A further distinction emerged between delivery models: staff-supported engagement in the UK compared with more independent access via secure tablets in parts of the United States, raising a practical question about what the “right” balance looks like between autonomy, support, and secure infrastructure.

Alongside reported outcomes, the presenters were candid about implementation realities. The prison environment is not naturally conducive to reliable digital delivery. Connectivity, signal mapping, regime disruption, and local variation in security controls all shape what is possible day to day.

They also highlighted staff resourcing pressures and the limits of adding additional demands to teams already “firefighting”. The implicit lesson was that a digital intervention is never only a piece of software. It is a service model that relies on leadership backing, practical planning, and staff capacity, as well as on realistic expectations about what can be delivered consistently under custodial conditions.

A pre-recorded contribution from Dr Carolyn McKay introduced a complementary perspective from criminal courts, drawing on her Australian research into the growing use of audio-visual links and other remote communication technologies. Her framing centred on “digital vulnerability” as a way to evaluate how remote systems can both assist and disadvantage vulnerable participants, depending on context and individual circumstances.

The key message for this audience was that digital justice should be assessed as an access-to-justice issue, not only as an efficiency measure. Remote modalities may protect some witnesses or reduce certain barriers, but can also generate new harms where distance from the courtroom undermines participation, comprehension, or perceived fairness.

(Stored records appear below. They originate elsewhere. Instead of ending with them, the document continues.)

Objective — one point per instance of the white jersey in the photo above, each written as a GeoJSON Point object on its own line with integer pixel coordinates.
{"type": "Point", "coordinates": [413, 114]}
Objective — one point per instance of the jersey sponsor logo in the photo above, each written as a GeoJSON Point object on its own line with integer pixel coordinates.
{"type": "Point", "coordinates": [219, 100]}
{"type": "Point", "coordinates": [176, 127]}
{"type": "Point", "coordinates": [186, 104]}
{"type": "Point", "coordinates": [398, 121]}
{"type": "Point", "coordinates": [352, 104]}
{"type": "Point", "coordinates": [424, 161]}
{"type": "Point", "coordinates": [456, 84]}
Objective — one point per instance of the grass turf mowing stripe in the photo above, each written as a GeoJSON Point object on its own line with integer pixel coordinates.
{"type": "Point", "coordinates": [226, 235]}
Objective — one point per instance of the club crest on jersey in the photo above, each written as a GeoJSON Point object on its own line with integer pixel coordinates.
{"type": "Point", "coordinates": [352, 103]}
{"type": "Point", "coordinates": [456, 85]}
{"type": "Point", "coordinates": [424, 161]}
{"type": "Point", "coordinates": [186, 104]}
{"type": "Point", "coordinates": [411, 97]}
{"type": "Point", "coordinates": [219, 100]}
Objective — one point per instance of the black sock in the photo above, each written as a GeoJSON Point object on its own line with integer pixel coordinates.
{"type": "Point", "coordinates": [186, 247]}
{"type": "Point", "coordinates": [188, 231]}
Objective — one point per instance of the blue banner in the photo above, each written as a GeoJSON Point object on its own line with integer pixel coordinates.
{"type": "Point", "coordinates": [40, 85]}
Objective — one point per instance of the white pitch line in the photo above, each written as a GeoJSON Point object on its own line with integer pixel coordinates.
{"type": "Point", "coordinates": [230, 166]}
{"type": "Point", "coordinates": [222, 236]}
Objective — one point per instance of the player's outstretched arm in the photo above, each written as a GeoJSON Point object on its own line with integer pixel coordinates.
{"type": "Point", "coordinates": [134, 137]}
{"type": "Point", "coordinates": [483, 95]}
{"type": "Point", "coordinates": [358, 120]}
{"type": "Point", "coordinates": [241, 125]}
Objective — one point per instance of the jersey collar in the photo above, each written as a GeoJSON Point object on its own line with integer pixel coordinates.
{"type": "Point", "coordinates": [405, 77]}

Across the Q&A, the discussion converged on a shared set of concerns:

This discussion is best heard as a joined-up conversation across domains that are often treated separately. Prisons, probation, and courts each have their own constraints, but the core question is the same: what would it mean to design digital systems that increase real agency and fair participation, rather than merely changing the channel through which the system exerts power?

The follow-on roundtable planned for 17 March 2026 is positioned as an opportunity to carry these questions into more detailed discussion about standards, leadership choices, and the practical requirements for ethical implementation.